O valor do homem passou, então, a ser posto em segundo plano, deixou o homem de ser o epicentro de tudo, de todos os fenômenos, dando lugar aos computadores, em função da nova realidade tecnológica que trouxe a Internet.

... Destarte, conquanto seja cediça a existência das novidades tecno-informáticas, não se pode deixar de lado a figura do homem, a importância do valor do homem, na sociedade moderna.

... Assim, portanto, tendo o homem todos esses elementos identificadores, intrínsecos à sua essência, que nos possibilita perceber o seu caráter valorativo, a sua importância mesmo ao contexto social, que o diferencia dos demais seres vivos, não se pode deixar, nem tão pouco crer, que os avanços tecnológicos, precisamente, a Internet faça com que o significado da essência do homem, seja esquecido; que todas as conquistas, em todos os âmbitos, principalmente constitucionais, sejam postas de lado, sejam relegadas a segundo plano, sejam interpretadas e/ou entendidas na forma mais conveniente a essa nova tecnologia.

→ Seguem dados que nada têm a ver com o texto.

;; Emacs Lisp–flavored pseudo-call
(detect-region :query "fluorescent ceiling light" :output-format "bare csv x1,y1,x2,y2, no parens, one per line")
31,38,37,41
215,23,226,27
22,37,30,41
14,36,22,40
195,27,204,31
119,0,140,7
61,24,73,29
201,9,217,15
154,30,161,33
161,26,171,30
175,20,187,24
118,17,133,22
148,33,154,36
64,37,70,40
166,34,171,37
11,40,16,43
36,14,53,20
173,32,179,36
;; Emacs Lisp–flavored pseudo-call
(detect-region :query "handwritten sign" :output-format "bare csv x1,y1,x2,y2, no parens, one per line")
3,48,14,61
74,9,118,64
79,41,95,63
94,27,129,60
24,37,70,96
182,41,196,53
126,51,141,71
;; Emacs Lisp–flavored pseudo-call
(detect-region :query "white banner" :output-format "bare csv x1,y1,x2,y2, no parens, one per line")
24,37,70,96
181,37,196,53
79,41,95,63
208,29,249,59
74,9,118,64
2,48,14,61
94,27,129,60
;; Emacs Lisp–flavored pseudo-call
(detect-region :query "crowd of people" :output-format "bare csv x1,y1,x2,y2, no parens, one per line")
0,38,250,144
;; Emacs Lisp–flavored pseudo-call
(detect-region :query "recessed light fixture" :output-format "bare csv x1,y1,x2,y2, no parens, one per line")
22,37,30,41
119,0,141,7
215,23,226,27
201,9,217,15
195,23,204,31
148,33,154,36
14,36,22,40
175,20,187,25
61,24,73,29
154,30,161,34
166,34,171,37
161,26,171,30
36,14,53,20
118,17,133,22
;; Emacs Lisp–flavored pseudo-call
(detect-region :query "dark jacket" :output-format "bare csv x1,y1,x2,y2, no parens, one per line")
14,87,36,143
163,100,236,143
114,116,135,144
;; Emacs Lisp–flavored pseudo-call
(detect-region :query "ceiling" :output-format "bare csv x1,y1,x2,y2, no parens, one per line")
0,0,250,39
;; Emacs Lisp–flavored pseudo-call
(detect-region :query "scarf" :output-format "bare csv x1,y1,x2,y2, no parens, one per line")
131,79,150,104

Não se pode deixar que a Internet, a globalização e outros fenômenos tecnológicos, que afetam, por certo, a sociedade, dominem por completo todas diretrizes e bases estabelecidas, alijando, dessa sorte, a figura do homem, em razão desse novo contexto revolucionário.

Refletir sobre o ser é compreender sua importância na esfera jurídica, é compreender o fenômeno da repersonalização, é compreender a dimensão do princípio da dignidade humana. Assim, a dignidade humana percorrerá o mesmo caminho traçado pelo homem e, onde quer que ocorra sua manifestação, vislumbrar-se-á o art. 1°, III, da Constituição Federal de 1988.

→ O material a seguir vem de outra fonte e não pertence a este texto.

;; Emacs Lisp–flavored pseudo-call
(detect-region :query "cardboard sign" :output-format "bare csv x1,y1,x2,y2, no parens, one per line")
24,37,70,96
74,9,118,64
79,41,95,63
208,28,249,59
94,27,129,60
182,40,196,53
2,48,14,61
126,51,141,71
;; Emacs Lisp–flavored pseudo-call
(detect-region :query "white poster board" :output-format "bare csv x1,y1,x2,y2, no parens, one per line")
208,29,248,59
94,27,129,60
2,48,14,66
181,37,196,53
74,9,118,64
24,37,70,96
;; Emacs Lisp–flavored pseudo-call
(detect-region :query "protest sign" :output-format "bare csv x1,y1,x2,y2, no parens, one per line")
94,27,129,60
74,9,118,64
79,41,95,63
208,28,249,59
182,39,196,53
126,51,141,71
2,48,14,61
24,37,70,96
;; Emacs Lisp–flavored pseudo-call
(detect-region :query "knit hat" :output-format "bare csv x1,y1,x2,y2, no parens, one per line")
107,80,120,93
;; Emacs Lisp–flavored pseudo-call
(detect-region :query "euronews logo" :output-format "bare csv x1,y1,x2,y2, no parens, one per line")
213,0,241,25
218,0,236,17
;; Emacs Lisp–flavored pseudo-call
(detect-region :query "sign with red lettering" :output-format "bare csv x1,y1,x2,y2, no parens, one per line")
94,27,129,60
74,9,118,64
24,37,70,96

Impõe-se analisar o ciberespaço, não como uma fonte de separação, física e social, entre os indivíduos, impossibilitando a interpenetração das relações humanas, e sim,

como um instrumento de união entre os seres, o qual deve possibilitar a imposição de limites aos cidadãos virtuais, como ocorre numa relação jurídica real. O mundo cibernético é, pois, mais uma conquista humana e, conseqüentemente, um meio para se propagar sua atividade, por isso, merece ter amparo legal, conforme se depreende da leitura do artigo de Carlos Souza192, in verbis:

O aprimoramento de novas tecnologias, sobretudo, daquelas relacionadas ao tratamento e disponibilização de informações, impulsionando a automatização de procedimentos, bem como o avanço nas pesquisas científicas e o desenvolvimento da Internet como meio de comunicação, representam não apenas uma grande conquista, mas também um desafio para a organização da sociedade.

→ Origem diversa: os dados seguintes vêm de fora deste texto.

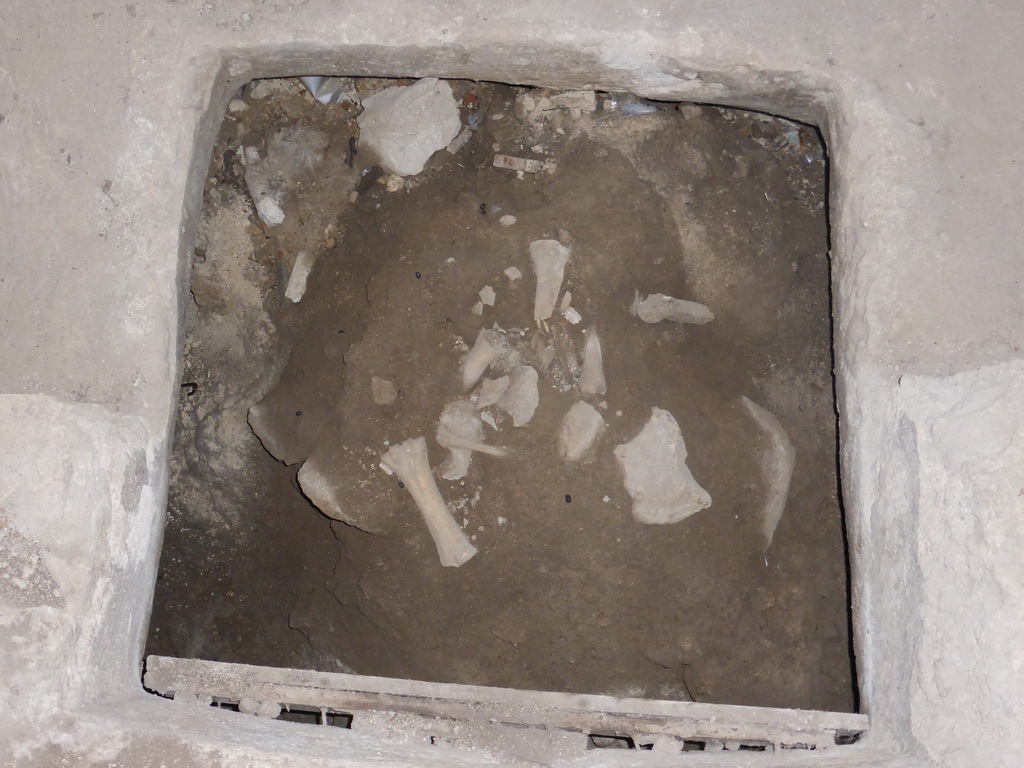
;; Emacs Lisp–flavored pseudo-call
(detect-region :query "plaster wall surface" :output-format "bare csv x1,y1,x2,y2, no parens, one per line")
0,0,1024,768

... A proteção do direito à privacidade perante o progresso tecnológico e a facilidade de acesso e distribuição indevida de dados de terceiros tornou-se um desses conflitos, demandando o trabalho não apenas dos juristas, mas igualmente dos legisladores e magistrados no sentido de se definir o locus da privacidade no cenário contemporâneo.

Se a era digital constitui um espaço livre e mais amplo para o desenvolvimento do ser humano e se este é plenamente protegido pelo princípio da dignidade (art. 1°, III, CF/88), nada mais justo e coerente do que amparar os direitos da personalidade, in casu, o direito à privacidade do indivíduo, nesse novo mundo, pois estará fortalecendo a pessoa, em toda sua dimensão, e consagrando o fenômeno da repersonalização. O importante é, então, redefinir o campo da privacidade, a fim de se concretizar esse desiderato!

Conceber o avanço tecnológico como uma fonte capaz de desagregar os indivíduos, impedindo-os de interagir na sociedade, é incidir em erro. Esse acontecimento deve assumir o papel, sim, de potencialização do bem-comum, na medida em que defenda não só interesses individuais, mas também incentive o efetivo progresso humano.

Urge, pois, resgatar a essência do indivíduo no mundo digital, até mesmo para beneficiar os aspectos tecno-informáticos como um novo meio de sua manifestação, quando

se observa que o direito à privacidade tornou-se distorcido por essa nova concepção tecnológica.